Irrespective of diet type, male and female runners in the present study had a lower weekly training distance compared to recreational [9] and elite [13,51] marathoners from similar studies. It has been reported that typical recreational runners complete 3.7 runs/week while elite runners complete 14.1 weekly runs on average [51]. Concerning training frequency, runners in the present study reported a lower average of training sessions per week (range: 2.22–4.93) compared to previously investigated elite (~8.1) and recreational (~4.6) distance runners [9,51]. In general, available literature shows a wide range of training volumes and frequencies reported by endurance runners [52,53], suggesting that a variety of modulating variables should be considered when interpreting the research data (and not only limited to the professionalism level). Age, for example, can be referred to particularly, while runners in the present study had a mean age of ~37 years, which could potentially alter racing and training patterns. It has also been reported that training behaviors could be affected by race distance as evidence indicates that (half-)marathoners rely more on training speed, whereas ultra-marathoners primarily rely on training volume/distance [15].
The present study revealed that omnivorous runners have a higher number of half-marathons and marathons (not ultra-marathon) and a better time to complete these two distances in comparison with vegetarians and vegans. Previous research on distance runners has focused primarily on the association between finish time and several demographic, physiological, and training parameters [18]. To the best of our knowledge, no study has focused on diet types of distance runners and the potential associations with running and racing behaviors. Running and racing motivation(s) could be considered the most important indicator of running and racing patterns/behaviors. Research indicates that all extrinsically motivated behaviors are related to outcomes independent of the activity itself, and the purposes of the activity are achievements or avoidance of negative outcomes [54]. While participation in endurance running events seems to involve both types of motivation, it has been reported that the main foundation of running is based on personal achievement, pleasure, competition, and a sense of belonging to the runners’ communities [55,56] rather than prevention of undesirable consequences.
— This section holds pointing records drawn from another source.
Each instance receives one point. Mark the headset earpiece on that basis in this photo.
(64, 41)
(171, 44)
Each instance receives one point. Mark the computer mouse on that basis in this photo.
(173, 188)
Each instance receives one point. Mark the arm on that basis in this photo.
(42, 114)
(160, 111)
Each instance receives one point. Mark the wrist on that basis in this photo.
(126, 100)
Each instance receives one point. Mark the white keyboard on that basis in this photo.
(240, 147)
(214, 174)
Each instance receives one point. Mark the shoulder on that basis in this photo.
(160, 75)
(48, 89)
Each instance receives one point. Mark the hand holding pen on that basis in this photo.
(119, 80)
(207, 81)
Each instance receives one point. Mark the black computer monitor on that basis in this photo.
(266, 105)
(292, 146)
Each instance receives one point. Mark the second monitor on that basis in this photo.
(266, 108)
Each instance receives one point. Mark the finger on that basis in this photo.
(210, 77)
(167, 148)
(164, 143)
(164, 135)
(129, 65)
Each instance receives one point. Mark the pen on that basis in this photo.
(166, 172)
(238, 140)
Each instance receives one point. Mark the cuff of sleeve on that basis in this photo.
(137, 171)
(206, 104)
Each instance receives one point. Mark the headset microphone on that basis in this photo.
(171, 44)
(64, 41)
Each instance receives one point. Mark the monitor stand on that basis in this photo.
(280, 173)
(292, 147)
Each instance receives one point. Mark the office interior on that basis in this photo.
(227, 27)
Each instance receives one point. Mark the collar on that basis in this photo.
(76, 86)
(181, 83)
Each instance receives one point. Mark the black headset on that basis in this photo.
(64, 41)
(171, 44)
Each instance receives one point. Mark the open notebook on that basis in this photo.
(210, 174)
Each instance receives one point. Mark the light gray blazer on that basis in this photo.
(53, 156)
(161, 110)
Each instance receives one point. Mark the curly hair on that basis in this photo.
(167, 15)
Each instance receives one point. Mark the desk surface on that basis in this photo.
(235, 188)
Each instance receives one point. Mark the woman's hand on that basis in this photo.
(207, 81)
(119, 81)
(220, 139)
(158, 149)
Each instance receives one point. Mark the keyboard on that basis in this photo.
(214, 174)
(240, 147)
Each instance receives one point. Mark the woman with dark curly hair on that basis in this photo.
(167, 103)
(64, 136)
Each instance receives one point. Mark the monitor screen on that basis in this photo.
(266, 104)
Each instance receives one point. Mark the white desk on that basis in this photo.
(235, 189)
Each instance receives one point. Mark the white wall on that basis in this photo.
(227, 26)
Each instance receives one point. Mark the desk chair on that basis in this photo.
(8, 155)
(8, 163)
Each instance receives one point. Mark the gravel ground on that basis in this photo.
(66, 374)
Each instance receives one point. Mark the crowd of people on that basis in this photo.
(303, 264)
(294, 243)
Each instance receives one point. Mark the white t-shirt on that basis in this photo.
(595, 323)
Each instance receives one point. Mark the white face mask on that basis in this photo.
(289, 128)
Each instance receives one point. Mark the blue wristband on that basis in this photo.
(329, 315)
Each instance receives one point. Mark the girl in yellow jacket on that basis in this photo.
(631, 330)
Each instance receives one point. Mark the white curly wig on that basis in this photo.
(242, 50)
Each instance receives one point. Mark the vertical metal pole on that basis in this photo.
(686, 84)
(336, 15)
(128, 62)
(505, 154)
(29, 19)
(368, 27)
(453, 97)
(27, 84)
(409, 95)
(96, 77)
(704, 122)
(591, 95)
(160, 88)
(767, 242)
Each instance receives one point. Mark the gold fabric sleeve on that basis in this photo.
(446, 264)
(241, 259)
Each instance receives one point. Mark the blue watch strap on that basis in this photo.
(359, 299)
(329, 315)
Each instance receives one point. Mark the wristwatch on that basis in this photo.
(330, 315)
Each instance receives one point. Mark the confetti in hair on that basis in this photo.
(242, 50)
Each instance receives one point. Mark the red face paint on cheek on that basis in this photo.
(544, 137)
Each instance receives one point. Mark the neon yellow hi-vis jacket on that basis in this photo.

Consistently, recent evidence shows that personal goal achievement and health purposes were the strongest motivations of marathoners for participating in running events, whereas personal recognition was the weakest motivation [7,56]. Therefore, it could be assumed that motivations of recreational runners for staying active in running events, particularly their health-oriented purposes, could potentially influence their running/racing behaviors, including the number of races and finish times [1]. This consideration could be nicely matched with the present findings, as vegan/vegetarian runners are characterized by being more health conscious than omnivorous runners [22]. However, data indicate that the current COVID-19 pandemic has shifted the runners’ motivation from competition and socialization towards fitness, stress relief, and occupying time [57]. Furthermore, given the fact that the participants in the present study were recreational runners, a determinant factor affecting the number of annual races could be the selection of specific races and seasons [8], as it has been shown that most recreational runners intend to participate in running events held in spring (e.g., Boston Marathon, London Marathon) [8].
Some limitations of our study should be distinguished. In general, the NURMI Study shares with others the limitation of cross-sectional design and questionnaire-based data generation (over/under-reporting), meaning that the reliability of the data depends on the conscientiousness of participants. However, we minimized this effect using control questions that were implemented in different sections of the questionnaire. Furthermore, caution must be warranted with the interpretation of the present findings as they allow limited conclusions regarding causality. As another important limitation, the higher proportion of vegan/vegetarian populations in German-speaking countries (10–14%) compared to other Western nations might have affected the present results to some extent as 55.5% of participants in the present study were vegans or vegetarians, which is markedly higher than the worldwide prevalence as well as within German-speaking countries.
Since scientific data about endurance athletes following plant-based diets are limited, the NURMI Study aimed to enroll large numbers of participants to provide a large data set based on big sample sizes in order to allow discrimination between different diet types and to detect differences between dietary subgroups. Therefore, the present study provides valuable information of those who participate and contribute to running events, which is of special interest for coordinators of endurance running events in general but also for specialists including trainers, coaches, and nutrition professionals to guide and advise athletes involved in running while adhering to specific kinds of diet. Additionally, the present findings may help future investigations to identify specific requirements of endurance runners when adhering to vegan and vegetarian diets.

5. Conclusions

The present study showed that compared to vegans and vegetarians, omnivorous runners trained for a longer preparation time for running events, had more reliance on training under supervision, and had a higher number of half-marathons and marathons completed with a better finish time. However, there was no difference between omnivorous, vegetarian, and vegan runners for weekly training volume (duration and mileage) in both males and females. These findings suggest that omnivorous distance runners may have different training and racing behaviors compared to their vegan and vegetarian counterparts. As a potential explanation, different motives of omnivorous, vegetarian, and vegan runners to participate in running/racing events (e.g., health, fitness, leisure, profession, goal achievement, social reasons), as well as their state of health and/or fitness, could be considered to justify the present findings. Overall, results from the present study indicate an important association of diet types with patterns of training and racing amongst endurance/distance runners. Future research can add support by providing comparable data on patterns of training and racing amongst endurance runners, which would especially contribute to a better understanding of running/racing behaviors in vegan/vegetarian endurance athletes.

Author Contributions

K.W. conceptualized and designed the study and the questionnaires together with B.K. and C.L. K.W. conducted data analysis. M.M., D.T., T.R. and B.K. drafted the manuscript. B.K., K.-H.W. and K.W. critically reviewed it. Technical support was provided by G.W. All authors have read and agreed to the published version of the manuscript.

Funding

This research received no external funding.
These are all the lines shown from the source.